Oncology Research 2024, 32(2), 297-308. https://doi.org/10.32604/or.2023.043138

Abstract

Background: Colorectal cancer (CRC) belongs to the class of significantly malignant tumors found in humans. Recently, dysregulated fatty acid metabolism (FAM) has been a topic of attention due to its modulation in cancer, specifically CRC. However, the regulatory FAM pathways in CRC require comprehensive elucidation. Methods: The clinical and gene expression data of 175 fatty acid metabolic genes (FAMGs) linked with colon adenocarcinoma (COAD) and normal cornerstone genes were gathered through The Cancer Genome Atlas (TCGA)-COAD corroborating with the Molecular Signature Database v7.2 (MSigDB). Initially, crucial prognostic genes were selected by uni- and multi-variate Cox proportional regression analyses; then, depending upon these identified signature genes and clinical variables, a nomogram was generated. Lastly, to assess tumor immune characteristics, concomitant evaluation of tumor immune evasion/risk scoring were elucidated. Results: A 8-gene signature, including ACBD4, ACOX1, CD36, CPT2, ELOVL3, ELOVL6, ENO3, and SUCLG2, was generated, and depending upon this, CRC patients were categorized within high-risk (H-R) and low-risk (L-R) cohorts. Furthermore, risk and age-based nomograms indicated moderate discrimination and good calibration. The data confirmed that the 8-gene model efficiently predicted CRC patients’ prognosis. Moreover, according to the conjoint analysis of tumor immune evasion and the risk scorings, the H-R cohort had an immunosuppressive tumor microenvironment, which caused a substandard prognosis. Conclusion: This investigation established a FAMGs-based prognostic model with substantially high predictive value, providing the possibility for improved individualized treatment for CRC individuals.

Keywords


Supplementary Material

Supplementary Material File

Abbreviations

CRC Colorectal cancer
FAM Fatty acid metabolism
FA Fatty acid
TME Tumor microenvironments
FAMGs FA metabolic genes
COAD Colon adenocarcinoma
TCGA The Cancer Genome Atlas
FDR False discovery rate
GO Gene ontology
KEGG Kyoto Encyclopedia of Genes and Genomes
OS Overall survival
KM Kaplan-Meier
ROC Receiver operating characteristic
AUC Area under the curve
AIC Akaike information criterion
TMB Tumor mutation burden
TIDE Tumor Immune Dysfunction and Rejection

Introduction

In humans, colorectal cancer (CRC) has peaked incidence rates, annually it accounts for 10% of identified tumor cases together with 9.4% of tumor-linked mortalities. It is the second highly mortal of all 36 human cancers globally, causing death in 900,000 individuals annually [1,2]. Despite the advancements in detection and treatment, it has high mortality due to the absence of specific bio-indices for early identification and prognosis, and so many individuals are clinically diagnosed at advanced stages [3]. Therefore, potential prognostic bio-indices and a comprehensive investigation of CRC molecular mechanisms are crucial for improved prognosis.

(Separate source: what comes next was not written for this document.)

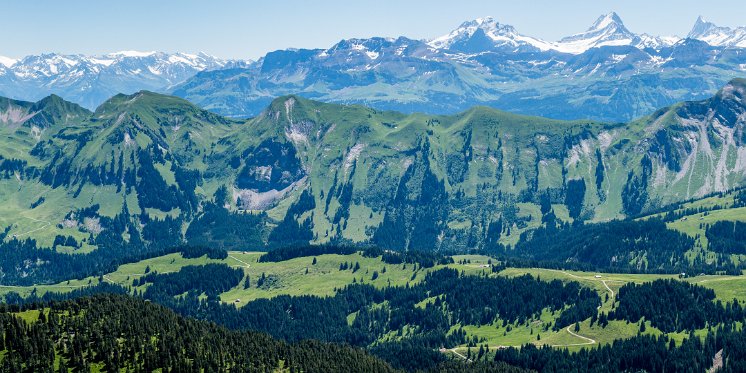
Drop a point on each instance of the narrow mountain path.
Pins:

Fatty acid metabolism (FAM) involves energy generation/storage, cell membrane growth, together with signaling molecular secretion. Therefore, it has been a hot topic in cancer research [46], specifically for CRC [7,8]. Aberrant de novo lipid biosynthesis and exogenous fatty acid (FA) uptake cause cancer cells to undergo rapid proliferative and provide essential energetic sourcing source during metabolic stress [9]. Tumor microenvironments’ (TME) FAM alterations, manifested by acidity, high oxidation, hypoxia, and malnutrition due to rapid tumor cells’ proliferation and inadequate angiogenesis, crucially affect cancer [10]. For instance, activated FA oxidation promotes the survival of acute myeloid leukemia cells by remodeling and bone marrow adipocyte lipolysis [11]. In cervical cancer individuals, lymph node metastasis is induced by increased lipolysis and FA synthesis via nuclear factor κB (NF-κB) signaling pathway triggering [12]. Furthermore, elucidating FAM and CRC molecular mechanisms could help identify novel therapeutic targets for effective treatment strategies [13,14].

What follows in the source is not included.